Umpires are livid that Major League Baseball (MLB) has sent investigators to their hometowns, asking neighbors a series of questions that include whether the ump belongs to the Ku Klux Klan.
"The questions that we found out are being asked are about beating wives, marijuana use and extravagant parties," World Umpires Association president John Hirschbeck said in a telephone interview on Wednesday. "And then finally with this whole thing about the Ku Klux Klan."
"You get someone from security, shows his credentials and starts asking these kind of questions, and right away what's the neighbor going to think other than the umpire is in trouble, he's done something wrong and he's going to lose his job," he said.
Hirschbeck and union spokesman Lamell McMorris said Tom Christopher, the Milwaukee-based supervisor of security and investigations in the commissioner's office, had asked questions about membership in the Klan, the white supremacist group, to neighbors of umpires Greg Gibson and Sam Holbrook, who reside in Kentucky. In addition, Hirschbeck said similar questions had been asked to neighbors of umpire Ron Kulpa, who lives in the St. Louis area.
FBI PROBE
MLB stepped up background checks last August after it became public that the FBI was investigating NBA referee Tim Donaghy for betting on games. Donaghy pleaded guilty to felony charges of conspiracy to engage in wire fraud and transmitting betting information through interstate commerce, and he awaits sentencing.
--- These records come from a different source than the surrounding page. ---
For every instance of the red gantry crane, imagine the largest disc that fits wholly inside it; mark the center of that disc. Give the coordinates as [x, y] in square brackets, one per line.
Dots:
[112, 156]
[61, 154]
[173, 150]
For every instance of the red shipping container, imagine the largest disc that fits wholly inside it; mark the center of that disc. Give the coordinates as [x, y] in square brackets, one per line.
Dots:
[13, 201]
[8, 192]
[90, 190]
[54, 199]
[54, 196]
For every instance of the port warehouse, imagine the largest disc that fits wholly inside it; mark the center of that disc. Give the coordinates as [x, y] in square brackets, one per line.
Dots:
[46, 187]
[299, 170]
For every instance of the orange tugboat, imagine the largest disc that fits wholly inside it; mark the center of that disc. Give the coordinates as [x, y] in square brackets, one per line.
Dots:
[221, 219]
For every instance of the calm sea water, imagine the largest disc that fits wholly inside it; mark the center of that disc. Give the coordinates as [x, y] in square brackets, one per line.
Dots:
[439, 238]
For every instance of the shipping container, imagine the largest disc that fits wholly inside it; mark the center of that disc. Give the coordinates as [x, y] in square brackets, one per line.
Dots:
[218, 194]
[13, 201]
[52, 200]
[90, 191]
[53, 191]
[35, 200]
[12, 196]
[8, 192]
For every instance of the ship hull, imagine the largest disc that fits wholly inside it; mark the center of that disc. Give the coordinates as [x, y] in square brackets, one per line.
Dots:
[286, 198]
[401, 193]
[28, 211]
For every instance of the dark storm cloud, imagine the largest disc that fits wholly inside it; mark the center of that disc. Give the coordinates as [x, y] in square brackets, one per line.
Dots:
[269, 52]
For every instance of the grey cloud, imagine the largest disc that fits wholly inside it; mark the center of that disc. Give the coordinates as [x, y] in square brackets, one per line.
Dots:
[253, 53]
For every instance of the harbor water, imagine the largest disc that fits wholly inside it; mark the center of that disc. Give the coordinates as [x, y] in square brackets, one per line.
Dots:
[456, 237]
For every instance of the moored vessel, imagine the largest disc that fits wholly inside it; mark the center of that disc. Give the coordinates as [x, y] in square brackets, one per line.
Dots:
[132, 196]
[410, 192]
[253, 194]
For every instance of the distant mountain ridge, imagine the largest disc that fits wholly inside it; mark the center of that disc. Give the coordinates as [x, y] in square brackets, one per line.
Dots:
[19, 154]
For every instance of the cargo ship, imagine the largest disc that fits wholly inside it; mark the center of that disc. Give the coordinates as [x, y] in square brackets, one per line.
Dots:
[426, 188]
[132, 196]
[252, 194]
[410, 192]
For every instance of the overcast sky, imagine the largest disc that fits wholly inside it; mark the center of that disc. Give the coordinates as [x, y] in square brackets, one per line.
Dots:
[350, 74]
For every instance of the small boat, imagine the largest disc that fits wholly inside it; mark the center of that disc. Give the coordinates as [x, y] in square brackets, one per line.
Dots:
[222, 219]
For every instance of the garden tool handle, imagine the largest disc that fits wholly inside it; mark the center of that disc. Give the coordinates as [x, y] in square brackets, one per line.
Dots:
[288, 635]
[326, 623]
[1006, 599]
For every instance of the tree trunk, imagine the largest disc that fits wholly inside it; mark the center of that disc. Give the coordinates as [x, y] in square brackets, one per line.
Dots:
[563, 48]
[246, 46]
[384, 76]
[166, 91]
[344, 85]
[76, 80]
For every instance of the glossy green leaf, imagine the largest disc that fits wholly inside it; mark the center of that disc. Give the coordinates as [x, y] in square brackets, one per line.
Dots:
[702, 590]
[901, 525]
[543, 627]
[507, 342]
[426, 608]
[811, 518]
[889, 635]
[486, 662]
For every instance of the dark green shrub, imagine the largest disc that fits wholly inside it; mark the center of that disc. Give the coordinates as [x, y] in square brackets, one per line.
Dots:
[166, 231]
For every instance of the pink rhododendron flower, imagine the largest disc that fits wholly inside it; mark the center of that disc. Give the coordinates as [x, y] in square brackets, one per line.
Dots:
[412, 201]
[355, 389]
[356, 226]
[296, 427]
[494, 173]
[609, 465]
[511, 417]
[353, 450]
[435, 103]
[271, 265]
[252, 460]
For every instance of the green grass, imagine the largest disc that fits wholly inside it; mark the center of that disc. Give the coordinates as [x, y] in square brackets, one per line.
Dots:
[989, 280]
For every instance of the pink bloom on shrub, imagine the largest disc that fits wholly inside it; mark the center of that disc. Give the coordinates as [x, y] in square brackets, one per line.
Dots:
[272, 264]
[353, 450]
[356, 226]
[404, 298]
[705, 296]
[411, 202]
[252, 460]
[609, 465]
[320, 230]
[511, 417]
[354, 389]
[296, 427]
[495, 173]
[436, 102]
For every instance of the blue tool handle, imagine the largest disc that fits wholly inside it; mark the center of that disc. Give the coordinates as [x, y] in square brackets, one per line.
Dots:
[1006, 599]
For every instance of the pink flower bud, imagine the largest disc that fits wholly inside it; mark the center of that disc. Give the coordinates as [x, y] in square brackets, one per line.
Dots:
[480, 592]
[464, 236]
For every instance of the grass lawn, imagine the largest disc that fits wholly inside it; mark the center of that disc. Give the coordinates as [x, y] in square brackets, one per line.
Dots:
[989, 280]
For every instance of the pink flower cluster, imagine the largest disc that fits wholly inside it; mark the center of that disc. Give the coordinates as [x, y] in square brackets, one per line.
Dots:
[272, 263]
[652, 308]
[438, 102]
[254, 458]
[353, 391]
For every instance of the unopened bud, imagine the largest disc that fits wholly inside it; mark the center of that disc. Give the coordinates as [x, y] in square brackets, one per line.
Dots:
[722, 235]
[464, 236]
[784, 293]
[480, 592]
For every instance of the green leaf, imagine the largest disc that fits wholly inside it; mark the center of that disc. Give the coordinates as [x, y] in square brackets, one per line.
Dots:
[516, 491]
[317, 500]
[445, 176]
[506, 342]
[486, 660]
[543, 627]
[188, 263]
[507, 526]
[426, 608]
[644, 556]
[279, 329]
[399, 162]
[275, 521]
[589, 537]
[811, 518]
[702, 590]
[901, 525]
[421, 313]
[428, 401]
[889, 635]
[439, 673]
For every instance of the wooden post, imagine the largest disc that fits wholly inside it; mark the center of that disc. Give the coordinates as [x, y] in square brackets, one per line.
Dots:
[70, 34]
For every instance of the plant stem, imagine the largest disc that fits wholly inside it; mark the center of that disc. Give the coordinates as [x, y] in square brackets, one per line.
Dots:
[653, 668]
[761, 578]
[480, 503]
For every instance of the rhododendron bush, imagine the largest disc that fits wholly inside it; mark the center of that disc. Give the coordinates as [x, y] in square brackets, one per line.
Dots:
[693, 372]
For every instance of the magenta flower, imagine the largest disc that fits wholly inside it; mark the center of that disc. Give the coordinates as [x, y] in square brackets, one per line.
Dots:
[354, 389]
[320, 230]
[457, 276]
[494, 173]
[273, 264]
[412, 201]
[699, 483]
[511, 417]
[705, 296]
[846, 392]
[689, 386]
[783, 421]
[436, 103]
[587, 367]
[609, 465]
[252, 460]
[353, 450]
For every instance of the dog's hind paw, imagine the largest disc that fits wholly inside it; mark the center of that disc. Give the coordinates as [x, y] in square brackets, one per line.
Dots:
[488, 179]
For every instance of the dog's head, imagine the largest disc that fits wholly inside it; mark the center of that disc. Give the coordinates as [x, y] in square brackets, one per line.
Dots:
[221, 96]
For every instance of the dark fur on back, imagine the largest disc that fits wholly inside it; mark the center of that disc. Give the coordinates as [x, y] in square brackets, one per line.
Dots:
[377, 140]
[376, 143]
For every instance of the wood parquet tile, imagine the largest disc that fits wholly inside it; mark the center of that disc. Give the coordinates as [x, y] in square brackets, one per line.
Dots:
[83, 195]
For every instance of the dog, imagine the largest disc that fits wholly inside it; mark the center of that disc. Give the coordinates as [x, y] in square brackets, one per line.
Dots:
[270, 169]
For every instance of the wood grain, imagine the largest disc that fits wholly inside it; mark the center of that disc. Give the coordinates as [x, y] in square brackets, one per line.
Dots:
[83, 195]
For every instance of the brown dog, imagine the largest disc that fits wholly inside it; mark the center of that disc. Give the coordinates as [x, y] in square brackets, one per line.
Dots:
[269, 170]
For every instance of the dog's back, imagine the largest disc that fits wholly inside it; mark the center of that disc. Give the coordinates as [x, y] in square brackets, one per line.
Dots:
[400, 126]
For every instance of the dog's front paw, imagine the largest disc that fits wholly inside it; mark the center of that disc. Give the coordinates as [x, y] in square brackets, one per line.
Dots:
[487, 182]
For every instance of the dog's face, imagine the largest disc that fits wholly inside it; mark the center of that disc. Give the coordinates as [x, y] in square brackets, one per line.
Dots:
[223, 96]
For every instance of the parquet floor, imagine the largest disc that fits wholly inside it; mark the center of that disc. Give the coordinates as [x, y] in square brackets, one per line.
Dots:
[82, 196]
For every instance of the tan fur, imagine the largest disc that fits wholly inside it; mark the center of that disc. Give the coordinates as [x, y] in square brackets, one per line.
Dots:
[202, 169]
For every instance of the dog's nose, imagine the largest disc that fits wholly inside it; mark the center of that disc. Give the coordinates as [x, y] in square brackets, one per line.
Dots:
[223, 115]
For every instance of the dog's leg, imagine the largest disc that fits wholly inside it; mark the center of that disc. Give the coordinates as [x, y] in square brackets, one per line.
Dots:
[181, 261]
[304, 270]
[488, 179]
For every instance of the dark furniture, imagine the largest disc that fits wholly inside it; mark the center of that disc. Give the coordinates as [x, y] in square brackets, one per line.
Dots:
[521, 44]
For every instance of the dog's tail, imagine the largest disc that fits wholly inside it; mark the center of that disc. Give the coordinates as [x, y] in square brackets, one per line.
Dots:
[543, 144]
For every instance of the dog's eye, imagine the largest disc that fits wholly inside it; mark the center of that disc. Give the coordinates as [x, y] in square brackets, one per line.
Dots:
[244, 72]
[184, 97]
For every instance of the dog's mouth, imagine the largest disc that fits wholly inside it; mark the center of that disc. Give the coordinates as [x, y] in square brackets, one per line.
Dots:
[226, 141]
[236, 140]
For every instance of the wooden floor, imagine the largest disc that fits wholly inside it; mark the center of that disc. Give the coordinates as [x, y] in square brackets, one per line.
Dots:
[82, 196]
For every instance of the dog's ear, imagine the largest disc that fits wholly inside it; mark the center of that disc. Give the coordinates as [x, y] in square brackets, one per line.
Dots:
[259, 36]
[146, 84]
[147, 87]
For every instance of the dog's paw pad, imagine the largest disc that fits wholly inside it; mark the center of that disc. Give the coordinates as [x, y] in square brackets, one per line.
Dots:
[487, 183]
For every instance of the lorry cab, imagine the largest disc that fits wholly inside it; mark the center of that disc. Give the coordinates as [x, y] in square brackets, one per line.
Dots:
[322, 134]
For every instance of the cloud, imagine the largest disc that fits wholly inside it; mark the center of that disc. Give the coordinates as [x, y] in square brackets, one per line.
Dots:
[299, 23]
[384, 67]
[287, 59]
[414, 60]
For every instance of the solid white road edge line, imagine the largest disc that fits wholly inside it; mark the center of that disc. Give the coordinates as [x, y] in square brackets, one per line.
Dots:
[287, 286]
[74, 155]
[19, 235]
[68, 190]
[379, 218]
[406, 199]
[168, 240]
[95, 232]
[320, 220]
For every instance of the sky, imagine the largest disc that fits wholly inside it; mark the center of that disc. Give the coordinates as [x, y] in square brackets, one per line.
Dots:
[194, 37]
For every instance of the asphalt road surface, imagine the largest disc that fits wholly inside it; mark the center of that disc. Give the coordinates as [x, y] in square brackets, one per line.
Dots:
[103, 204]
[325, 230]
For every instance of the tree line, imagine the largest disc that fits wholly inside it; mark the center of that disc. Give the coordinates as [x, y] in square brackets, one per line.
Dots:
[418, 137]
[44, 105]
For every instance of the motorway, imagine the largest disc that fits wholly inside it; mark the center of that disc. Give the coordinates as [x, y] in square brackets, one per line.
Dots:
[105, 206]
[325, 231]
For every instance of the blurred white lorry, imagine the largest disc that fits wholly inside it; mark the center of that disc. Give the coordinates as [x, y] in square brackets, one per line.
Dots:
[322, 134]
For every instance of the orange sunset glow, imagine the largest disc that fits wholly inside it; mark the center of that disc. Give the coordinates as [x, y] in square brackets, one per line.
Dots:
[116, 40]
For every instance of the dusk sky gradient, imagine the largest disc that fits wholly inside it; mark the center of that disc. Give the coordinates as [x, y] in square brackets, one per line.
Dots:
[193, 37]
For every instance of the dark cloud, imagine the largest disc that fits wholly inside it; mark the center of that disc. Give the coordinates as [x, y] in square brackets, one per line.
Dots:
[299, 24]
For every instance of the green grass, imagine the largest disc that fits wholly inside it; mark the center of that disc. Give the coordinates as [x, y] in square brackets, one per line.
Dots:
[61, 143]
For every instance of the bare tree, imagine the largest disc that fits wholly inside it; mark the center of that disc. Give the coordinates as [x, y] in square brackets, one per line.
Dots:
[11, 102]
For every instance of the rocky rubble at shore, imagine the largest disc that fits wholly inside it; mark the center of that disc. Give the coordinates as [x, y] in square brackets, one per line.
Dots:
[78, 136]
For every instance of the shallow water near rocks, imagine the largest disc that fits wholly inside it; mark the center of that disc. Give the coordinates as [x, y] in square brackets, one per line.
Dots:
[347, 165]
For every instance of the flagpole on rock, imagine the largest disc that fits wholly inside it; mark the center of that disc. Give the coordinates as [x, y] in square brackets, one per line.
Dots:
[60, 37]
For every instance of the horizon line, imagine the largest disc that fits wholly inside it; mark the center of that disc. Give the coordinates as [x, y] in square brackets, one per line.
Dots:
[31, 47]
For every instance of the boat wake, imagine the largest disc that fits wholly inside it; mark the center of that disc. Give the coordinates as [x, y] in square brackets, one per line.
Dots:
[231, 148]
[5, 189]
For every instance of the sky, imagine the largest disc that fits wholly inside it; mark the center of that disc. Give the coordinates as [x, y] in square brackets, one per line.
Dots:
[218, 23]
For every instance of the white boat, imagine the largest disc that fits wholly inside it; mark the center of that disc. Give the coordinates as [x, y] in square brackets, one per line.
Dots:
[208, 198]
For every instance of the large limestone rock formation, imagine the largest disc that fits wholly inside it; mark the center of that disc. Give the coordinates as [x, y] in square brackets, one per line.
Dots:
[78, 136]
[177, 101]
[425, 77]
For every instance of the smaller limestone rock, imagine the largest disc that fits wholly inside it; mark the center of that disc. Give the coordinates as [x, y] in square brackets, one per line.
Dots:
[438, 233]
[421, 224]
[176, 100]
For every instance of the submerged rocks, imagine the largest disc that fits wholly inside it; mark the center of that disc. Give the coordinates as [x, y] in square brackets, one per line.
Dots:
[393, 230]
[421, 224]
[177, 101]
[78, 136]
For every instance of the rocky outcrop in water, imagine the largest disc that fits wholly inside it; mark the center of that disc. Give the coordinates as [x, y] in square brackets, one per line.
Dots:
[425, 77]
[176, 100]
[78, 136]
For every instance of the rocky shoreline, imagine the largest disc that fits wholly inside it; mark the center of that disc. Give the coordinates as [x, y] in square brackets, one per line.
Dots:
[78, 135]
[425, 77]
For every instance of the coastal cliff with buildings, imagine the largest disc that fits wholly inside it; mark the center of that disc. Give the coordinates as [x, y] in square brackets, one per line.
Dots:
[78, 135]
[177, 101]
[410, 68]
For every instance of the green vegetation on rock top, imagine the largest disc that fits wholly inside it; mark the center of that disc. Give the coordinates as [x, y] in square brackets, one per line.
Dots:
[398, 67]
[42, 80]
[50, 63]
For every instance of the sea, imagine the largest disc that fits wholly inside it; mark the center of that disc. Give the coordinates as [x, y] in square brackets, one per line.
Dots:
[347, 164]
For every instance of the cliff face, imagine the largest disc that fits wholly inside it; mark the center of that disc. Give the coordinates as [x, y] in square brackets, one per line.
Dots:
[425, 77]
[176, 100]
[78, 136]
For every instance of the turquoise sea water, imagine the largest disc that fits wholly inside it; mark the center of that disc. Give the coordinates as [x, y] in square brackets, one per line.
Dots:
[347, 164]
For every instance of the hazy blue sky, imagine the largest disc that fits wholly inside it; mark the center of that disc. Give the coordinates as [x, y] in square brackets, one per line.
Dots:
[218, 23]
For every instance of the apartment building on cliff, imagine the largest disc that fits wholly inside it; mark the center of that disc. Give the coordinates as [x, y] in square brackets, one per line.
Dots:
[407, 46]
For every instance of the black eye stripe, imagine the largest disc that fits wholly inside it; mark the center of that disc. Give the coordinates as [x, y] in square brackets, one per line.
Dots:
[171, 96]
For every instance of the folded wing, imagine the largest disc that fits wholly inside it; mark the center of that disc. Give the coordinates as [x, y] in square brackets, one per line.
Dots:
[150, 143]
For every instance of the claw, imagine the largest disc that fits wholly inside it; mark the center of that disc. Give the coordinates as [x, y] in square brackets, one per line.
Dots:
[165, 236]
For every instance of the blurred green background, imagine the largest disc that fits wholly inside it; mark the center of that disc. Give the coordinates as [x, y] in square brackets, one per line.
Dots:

MLB asked umpires to sign authorizations allowing the sport to conduct financial backgrounds checks, but umpires balked.
"We did not anticipate that they would approach neighbors posing as a close colleague and friend of the umpire's and asking them questions such as: Do you know if umpire `X' is a member of the Ku Klux Klan? Does he grow marijuana plants? Does he beat his wife? Have you seen the police at his home? Does he throw wild parties?" McMorris said by telephone from India.
"To try to link our umpires to the Ku Klux Klan is highly offensive. It is essentially defaming the umpires in their communities by conducting a very strange and poorly executed investigation. It resembles kind of secret police in some kind of despotic nation," he said.
Contacted on Wednesday, Christopher referred questions to Rob Manfred, MLB's executive vice president for labor relations. Manfred did not immediately return a telephone call seeking comment.
"The claims of inappropriate questions by individuals conducting background checks was brought to our attention and looked into," Jimmie Lee Solomon, MLB's executive vice president of operations, said in a statement. "It was determined that these claims were inaccurate. Questions was conducted with a written script consistent with common practice, and there was no inappropriate conduct on behalf of the investigators."
'READY, FIRE, AIM'
Hirschbeck, who lives in Poland, Ohio, said that he encountered Christopher on a street in his own neighborhood shortly before Christmas. Hirschbeck said MLB was taking what the WUA considers to be a typical heavy-handed approach to umpires and that it would be brought up in negotiations for the next labor contract. The current deal expires after the 2009 season.
"Once again, baseball's favorite way of doing things: Ready, fire, aim," Hirschbeck said. "It's not a good way to start the season."